# A B C D E F G H I J K L M N O P Q R S T U V W X Y Z

Waldenström's macroglobulinemia

An indolent (slow-growing) type of non-Hodgkin's lymphoma marked by abnormal levels of IgM antibodies in the blood and an enlarged liver, spleen, or lymph nodes. Also called lymphoplasmacytic lymphoma.

warfarin

A drug that prevents blood from clotting. It belongs to the family of drugs called anticoagulants (blood thinners).

wart

A raised growth on the surface of the skin or other organ.

watchful waiting

Closely monitoring a patient's condition but withholding treatment until symptoms appear or change. Also called observation.

watercress

Nasturtium officinale. Parts of the flowering plant have been used in some cultures to treat certain medical problems. It may have anticancer effects. Also called Indian cress.

WBC

White blood cell. Refers to a blood cell that does not contain hemoglobin. White blood cells include lymphocytes, neutrophils, eosinophils, macrophages, and mast cells. These cells are made by bone marrow and help the body fight infection and other diseases.

wedge resection

A surgical procedure to remove a triangle-shaped slice of tissue. It may be used to remove a tumor and a small amount of normal tissue around it.

well-differentiated lymphocytic lymphoma (LIM-foh-SI-tik lim-FOH-muh)

An indolent (slow-growing) type of B-cell non-Hodgkin's lymphoma marked by swollen lymph nodes that usually occurs in people older than 50 years. It is very similar to a form of leukemia called chronic lymphocytic leukemia (CLL). Also called small lymphocytic lymphoma.

Wermer's syndrome

A rare, inherited disorder that affects the endocrine glands and can cause tumors in the parathyroid and pituitary glands and the pancreas. These tumors (usually benign) cause the glands to secrete high levels of hormones, which can lead to other medical problems, such as kidney stones, fertility problems, and severe ulcers. In some cases, tumors inside the pancreas can become cancerous. Also called multiple endocrine adenomatosis and multiple endocrine neoplasia type 1 syndrome.

Whipple procedure

A type of surgery used to treat pancreatic cancer. The head of the pancreas, the duodenum, a portion of the stomach, and other nearby tissues are removed.

white blood cell

WBC. Refers to a blood cell that does not contain hemoglobin. White blood cells include lymphocytes, neutrophils, eosinophils, macrophages, and mast cells. These cells are made by bone marrow and help the body fight infection and other diseases.

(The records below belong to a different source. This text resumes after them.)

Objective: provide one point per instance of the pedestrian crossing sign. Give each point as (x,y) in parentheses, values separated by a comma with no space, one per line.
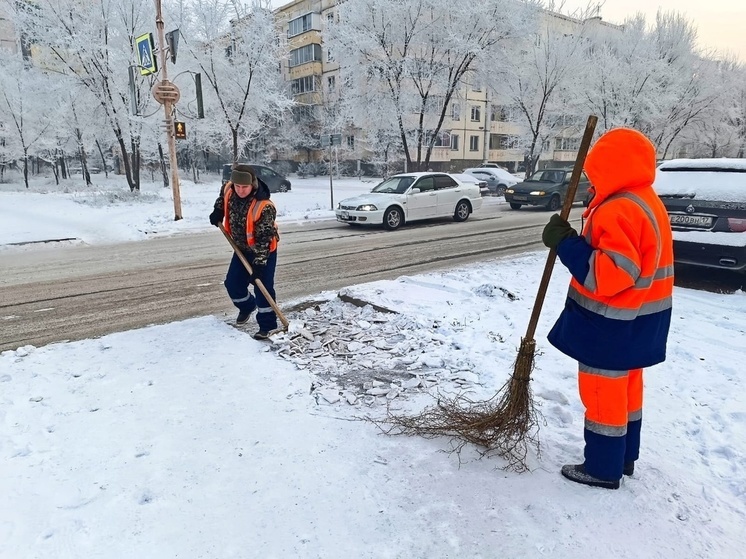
(146,54)
(179,130)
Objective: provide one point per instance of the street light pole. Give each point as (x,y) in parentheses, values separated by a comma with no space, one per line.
(168,108)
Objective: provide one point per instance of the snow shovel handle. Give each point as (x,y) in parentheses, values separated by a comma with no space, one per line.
(257,282)
(577,170)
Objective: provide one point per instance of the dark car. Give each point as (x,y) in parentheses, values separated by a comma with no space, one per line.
(706,203)
(547,188)
(275,181)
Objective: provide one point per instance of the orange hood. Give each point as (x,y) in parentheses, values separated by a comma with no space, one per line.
(621,159)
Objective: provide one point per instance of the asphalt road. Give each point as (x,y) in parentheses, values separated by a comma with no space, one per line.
(61,293)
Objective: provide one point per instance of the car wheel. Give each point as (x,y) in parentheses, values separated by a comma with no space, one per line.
(463,209)
(393,219)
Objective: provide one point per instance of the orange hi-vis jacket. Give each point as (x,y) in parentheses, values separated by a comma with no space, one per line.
(618,308)
(255,211)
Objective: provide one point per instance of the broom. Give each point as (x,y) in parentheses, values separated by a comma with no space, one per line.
(506,423)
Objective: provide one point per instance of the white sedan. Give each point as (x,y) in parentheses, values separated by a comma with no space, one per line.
(409,197)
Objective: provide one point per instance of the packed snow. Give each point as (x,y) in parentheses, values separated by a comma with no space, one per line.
(191,439)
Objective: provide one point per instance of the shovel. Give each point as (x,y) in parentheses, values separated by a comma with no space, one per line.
(257,282)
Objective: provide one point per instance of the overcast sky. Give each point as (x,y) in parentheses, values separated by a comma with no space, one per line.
(720,22)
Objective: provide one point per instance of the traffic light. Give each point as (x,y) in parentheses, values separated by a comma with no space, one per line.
(172,40)
(179,130)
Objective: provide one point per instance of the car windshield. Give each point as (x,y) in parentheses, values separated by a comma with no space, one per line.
(548,176)
(397,185)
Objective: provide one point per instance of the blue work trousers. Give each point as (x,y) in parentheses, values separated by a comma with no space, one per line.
(237,282)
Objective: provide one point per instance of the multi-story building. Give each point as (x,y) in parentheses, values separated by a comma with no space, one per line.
(7,33)
(477,128)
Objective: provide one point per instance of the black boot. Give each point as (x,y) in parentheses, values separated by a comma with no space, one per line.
(576,473)
(243,317)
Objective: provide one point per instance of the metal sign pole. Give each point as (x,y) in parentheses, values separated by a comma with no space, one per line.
(168,108)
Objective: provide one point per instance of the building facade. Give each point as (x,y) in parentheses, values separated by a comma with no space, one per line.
(7,32)
(477,128)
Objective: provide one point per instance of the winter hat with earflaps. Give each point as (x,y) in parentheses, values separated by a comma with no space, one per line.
(243,174)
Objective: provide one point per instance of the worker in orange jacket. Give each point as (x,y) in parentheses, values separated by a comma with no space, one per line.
(618,308)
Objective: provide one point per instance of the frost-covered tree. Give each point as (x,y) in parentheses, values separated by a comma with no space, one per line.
(92,43)
(28,109)
(651,78)
(686,81)
(403,61)
(238,51)
(720,130)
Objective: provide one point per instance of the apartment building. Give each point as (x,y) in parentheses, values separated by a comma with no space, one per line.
(477,129)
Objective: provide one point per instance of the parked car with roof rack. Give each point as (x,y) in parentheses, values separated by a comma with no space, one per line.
(484,190)
(410,197)
(497,179)
(706,203)
(547,188)
(274,180)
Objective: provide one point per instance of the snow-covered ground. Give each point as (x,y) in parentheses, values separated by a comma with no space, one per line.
(191,439)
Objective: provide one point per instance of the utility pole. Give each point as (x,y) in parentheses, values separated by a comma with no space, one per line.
(167,93)
(331,185)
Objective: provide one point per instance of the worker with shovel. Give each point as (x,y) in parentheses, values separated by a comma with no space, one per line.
(247,216)
(618,308)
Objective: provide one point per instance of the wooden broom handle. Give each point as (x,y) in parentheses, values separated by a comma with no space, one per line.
(585,144)
(257,282)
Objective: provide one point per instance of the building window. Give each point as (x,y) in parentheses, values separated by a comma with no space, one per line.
(305,114)
(304,85)
(567,144)
(456,111)
(501,113)
(443,140)
(504,141)
(308,53)
(301,25)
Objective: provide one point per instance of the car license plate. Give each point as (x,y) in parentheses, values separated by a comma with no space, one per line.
(696,220)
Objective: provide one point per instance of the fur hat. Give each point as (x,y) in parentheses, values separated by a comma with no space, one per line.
(243,174)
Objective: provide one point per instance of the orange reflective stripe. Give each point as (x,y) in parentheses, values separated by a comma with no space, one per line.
(611,398)
(227,190)
(255,212)
(632,274)
(634,395)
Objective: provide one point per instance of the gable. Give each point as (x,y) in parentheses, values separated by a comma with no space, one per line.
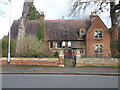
(98,24)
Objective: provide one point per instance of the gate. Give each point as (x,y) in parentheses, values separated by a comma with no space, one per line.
(69,58)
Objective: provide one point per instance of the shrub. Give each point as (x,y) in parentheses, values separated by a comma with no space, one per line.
(5,47)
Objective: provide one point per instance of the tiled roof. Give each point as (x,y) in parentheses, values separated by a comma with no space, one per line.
(55,29)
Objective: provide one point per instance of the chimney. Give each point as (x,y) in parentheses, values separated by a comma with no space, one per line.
(93,16)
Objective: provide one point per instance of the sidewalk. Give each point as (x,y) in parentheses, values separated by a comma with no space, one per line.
(14,69)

Whitmore-Jewett staging system

A staging system for prostate cancer that uses ABCD. "A" and "B" refer to cancer that is confined to the prostate. "C" refers to cancer that has grown out of the prostate but has not spread to lymph nodes or other places in the body. "D" refers to cancer that has spread to lymph nodes or to other places in the body. Also called the ABCD rating or the Jewett staging system.

whole cell vaccine

Vaccine made from whole tumor cells that have been changed in the laboratory.

wild clover

Trifolium pratense. A plant whose flowers have been used in some cultures to treat certain medical problems. It is being studied in the relief of menopausal symptoms and may have anticancer effects. Also called red clover and purple clover.

Wilms' tumor

A kidney cancer that usually occurs in children younger than 5 years old.

windpipe

The airway that leads from the larynx to the lungs. Also called the trachea.

Wobe-Mugos E

A mixture made from an extract of the calf thymus gland and enzymes (proteins that speed up chemical reactions in the body) from the papaya plant, the pancreas of cows, and the pancreas of pigs. It has been used in Europe as a treatment for a variety of cancers and for herpes virus infections.

womb

The small, hollow, pear-shaped organ in a woman's pelvis. This is the organ in which a baby grows. Also called the uterus.

wound (woond)

A break in the skin or other body tissues caused by injury or surgical incision (cut).